Soviet reconnaissance satellite (Zenit 2-13)

Kosmos 20 (Космос 20 meaning Cosmos 20) or Zenit-2 No.13 was a Soviet optical film-return reconnaissance satellite which was launched in 1963. A Zenit-2 satellite, Kosmos 20 was the thirteenth of eighty-one such spacecraft to be launched.

==Spacecraft==
Kosmos 20 was a Zenit-2 satellite, a first generation, low resolution, reconnaissance satellite derived from the Vostok spacecraft used for crewed flights, the satellites were developed by OKB-1. In addition to reconnaissance, it was also used for research into radiation in support of the Vostok programme. It had a mass of 4730 kg.

==Launch==
The Vostok-2 rocket, serial number G15001-01, was used to launch Kosmos 20. The launch took place at 09:36:00 GMT on 18 October 1963, using Site 1/5 at the Baikonur Cosmodrome. Following its successful arrival in orbit the spacecraft received its Kosmos designation, along with the International Designator 1963-040A and the Satellite Catalog Number 00673.

==Mission==
Kosmos 20 was operated in a low Earth orbit.

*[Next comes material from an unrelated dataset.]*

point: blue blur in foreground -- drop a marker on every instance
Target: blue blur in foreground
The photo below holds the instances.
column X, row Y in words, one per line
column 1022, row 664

On 18 October 1963, it had a perigee of 205 km, an apogee of 302 km, an inclination of 65.0°, and an orbital period of 89.6 minutes. Having spent eight days in orbit, the spacecraft was deorbited on 26 October 1963. Its return capsule descended under parachute and was recovered by the Soviet forces in the steppe in Kazakhstan.